Algeriepatriotique : Votre mouvement, devenu le Parti pour l’émancipation du peuple (PEP), est très actif sur les réseaux sociaux et sur le terrain, mais on n’en entend pas beaucoup parler dans les journaux et sur les chaînes de télévision. Etes-vous victimes de l’ostracisme imposé par les médias mainstream ou est-ce un choix ?

Algeriepatriotique : Votre mouvement, devenu le Parti pour l’émancipation du peuple (PEP), est très actif sur les réseaux sociaux et sur le terrain, mais on n’en entend pas beaucoup parler dans les journaux et sur les chaînes de télévision. Etes-vous victimes de l’ostracisme imposé par les médias mainstream ou est-ce un choix ?
Panthéa Kian :
Ce n’est pas notre choix. Nous souhaitons avoir accès à la presse et à la télévision, mais, comme vous le savez, les grands médias français appartiennent à un nombre restreint de groupes financiers qui défendent bec et ongles la mondialisation capitaliste, le libre-échange, et les institutions supranationales.

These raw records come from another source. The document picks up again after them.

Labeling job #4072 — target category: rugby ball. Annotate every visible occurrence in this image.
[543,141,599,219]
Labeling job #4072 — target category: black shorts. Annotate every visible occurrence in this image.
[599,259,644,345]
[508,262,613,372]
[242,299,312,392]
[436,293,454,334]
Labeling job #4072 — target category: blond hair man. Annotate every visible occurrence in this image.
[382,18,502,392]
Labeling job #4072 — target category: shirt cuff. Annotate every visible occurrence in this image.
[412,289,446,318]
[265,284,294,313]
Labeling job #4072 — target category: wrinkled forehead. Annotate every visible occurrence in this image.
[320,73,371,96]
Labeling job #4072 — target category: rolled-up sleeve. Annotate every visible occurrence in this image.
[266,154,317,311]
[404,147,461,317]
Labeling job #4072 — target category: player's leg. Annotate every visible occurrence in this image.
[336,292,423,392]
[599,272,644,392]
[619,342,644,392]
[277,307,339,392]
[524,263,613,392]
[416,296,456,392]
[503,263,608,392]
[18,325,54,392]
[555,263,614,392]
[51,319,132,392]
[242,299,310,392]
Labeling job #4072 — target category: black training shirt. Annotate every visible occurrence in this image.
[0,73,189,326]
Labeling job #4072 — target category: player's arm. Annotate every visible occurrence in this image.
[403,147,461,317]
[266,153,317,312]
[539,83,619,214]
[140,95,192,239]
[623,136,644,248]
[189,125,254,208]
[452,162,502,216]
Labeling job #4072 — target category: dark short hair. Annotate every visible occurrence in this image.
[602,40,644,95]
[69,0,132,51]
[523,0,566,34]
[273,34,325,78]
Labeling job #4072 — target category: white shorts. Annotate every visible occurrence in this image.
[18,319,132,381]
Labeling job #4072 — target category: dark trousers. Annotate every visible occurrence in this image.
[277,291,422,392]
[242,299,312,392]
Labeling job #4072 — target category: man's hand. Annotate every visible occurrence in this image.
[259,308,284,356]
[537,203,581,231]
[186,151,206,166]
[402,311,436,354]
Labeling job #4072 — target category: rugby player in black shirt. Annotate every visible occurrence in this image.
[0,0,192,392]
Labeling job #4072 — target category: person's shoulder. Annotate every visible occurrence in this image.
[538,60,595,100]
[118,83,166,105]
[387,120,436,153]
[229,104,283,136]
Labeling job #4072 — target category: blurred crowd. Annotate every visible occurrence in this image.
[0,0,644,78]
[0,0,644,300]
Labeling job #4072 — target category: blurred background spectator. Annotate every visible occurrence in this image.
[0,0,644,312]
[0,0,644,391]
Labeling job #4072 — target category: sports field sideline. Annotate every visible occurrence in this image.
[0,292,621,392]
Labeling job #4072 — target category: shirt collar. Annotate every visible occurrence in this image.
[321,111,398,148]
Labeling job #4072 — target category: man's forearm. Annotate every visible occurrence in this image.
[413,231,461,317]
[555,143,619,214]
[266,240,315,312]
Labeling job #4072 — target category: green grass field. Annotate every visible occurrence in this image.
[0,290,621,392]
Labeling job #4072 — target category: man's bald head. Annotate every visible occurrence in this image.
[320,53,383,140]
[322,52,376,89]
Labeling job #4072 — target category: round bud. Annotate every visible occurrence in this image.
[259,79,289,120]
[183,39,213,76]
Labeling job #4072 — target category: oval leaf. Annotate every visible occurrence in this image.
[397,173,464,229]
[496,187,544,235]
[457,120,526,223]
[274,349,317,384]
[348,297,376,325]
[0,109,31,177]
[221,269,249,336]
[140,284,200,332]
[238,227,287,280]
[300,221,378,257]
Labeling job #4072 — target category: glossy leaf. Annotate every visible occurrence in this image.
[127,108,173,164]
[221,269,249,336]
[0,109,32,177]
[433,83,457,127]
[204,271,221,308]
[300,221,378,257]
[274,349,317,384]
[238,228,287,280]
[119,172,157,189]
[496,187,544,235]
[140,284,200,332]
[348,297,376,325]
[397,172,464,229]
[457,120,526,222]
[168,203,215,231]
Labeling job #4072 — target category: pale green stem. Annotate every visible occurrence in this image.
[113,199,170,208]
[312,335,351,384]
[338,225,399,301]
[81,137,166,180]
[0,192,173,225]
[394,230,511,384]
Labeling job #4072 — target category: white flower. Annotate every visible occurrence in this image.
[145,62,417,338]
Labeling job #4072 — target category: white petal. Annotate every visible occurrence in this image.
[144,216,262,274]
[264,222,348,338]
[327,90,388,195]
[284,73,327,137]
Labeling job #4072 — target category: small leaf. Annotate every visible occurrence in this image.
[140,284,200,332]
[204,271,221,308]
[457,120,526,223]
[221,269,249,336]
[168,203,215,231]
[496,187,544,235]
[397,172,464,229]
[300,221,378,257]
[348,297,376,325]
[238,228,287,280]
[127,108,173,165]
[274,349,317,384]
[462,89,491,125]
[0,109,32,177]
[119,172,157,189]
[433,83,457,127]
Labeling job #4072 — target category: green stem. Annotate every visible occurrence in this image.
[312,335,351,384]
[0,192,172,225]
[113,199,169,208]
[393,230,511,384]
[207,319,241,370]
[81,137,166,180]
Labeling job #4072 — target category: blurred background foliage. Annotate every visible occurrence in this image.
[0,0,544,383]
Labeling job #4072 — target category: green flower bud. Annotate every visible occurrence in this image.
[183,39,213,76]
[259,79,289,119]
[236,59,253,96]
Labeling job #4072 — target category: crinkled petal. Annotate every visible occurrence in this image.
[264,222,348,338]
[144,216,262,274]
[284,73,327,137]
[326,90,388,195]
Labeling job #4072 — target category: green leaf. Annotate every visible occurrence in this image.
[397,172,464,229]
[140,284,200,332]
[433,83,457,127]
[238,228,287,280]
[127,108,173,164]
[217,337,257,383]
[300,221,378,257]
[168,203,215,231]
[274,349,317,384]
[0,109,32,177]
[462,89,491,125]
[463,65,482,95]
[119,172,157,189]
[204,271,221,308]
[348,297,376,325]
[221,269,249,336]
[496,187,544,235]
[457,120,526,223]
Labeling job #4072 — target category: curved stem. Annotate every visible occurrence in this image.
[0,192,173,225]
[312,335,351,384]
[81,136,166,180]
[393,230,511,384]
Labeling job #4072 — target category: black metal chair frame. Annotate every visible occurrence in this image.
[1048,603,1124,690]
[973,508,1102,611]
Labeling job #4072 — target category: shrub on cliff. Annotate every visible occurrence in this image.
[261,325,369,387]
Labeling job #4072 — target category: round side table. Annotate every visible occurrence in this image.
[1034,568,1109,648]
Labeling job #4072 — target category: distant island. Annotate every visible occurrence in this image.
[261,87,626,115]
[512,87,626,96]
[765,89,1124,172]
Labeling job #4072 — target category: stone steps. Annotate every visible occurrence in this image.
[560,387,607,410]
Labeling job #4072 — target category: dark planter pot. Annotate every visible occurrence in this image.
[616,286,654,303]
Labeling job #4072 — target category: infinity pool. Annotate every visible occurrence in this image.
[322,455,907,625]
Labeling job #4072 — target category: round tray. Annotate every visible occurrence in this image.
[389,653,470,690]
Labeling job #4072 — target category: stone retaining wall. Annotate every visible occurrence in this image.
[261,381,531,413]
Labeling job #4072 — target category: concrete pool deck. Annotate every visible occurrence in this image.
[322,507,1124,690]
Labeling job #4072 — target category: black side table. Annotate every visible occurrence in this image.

Il y a, c’est vrai, un véritable ostracisme envers notre parti qui se place résolument du côté du peuple, des classes dominées, qui veut recouvrer la souveraineté nationale et populaire, et qui milite donc intensément pour la sortie de l’Union européenne, de l’euro et de l’Otan, premier pas vers notre émancipation.
Votre parti affirme qu’il ne se positionne «ni à gauche ni à droite». Etes-vous plus au centre ou plutôt à l’extrême de ces deux tendances traditionnelles ?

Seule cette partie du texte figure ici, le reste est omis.